Model Checking Pointer Safety in Compiled Programs

This thesis introduces a novel technique for the automated analysis of compiled programs, which is focused on, but not restricted to, pointer safety properties. Our approach, which we refer to as Symbolic Object Code Analysis (SOCA), employs bounded symbolic execution, and uses an SMT solver as execution and verification engine. Analysing the object code enables us to bypass limitations of other software model checkers with respect to the accepted input language, so that analysing code sections written in inline assembly does not represent a barrier for us. Our technique is especially designed for programs employing complex heap-allocated data structures and provides full counterexample paths for each error found. In difference to other verification techniques, our approach requires only a bare minimum of manual modelling efforts. While generating counterexamples is often impossible for static analysis techniques due to precision loss in join and widening operations, traditional model checking requires the manual construction of models or the use of techniques such as predicate abstraction which do not work well in the presence of heap-allocated data structures. Hence, symbolic execution is our method of choice over static analysis and model checking.

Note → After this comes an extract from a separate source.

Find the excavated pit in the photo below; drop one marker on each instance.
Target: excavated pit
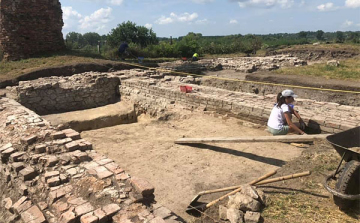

We also present the SOCA Verifier as a prototypical implementation of our technique. We show that the SOCA Verifier performs competitively with state-of-the-art software model checkers with respect to error detection and false positive rates. Despite only employing path-sensitive and heap-aware program slicing, the SOCA Verifier is further shown to scale well in an extensive evaluation using 250 Linux device drivers. An in-depth case study on the Linux Virtual File System illustrates that the SOCA technique can be applied to verify program properties beyond pointer safety. Our evaluation testifies SOCA's suitability as an effective and efficient bug-finding tool.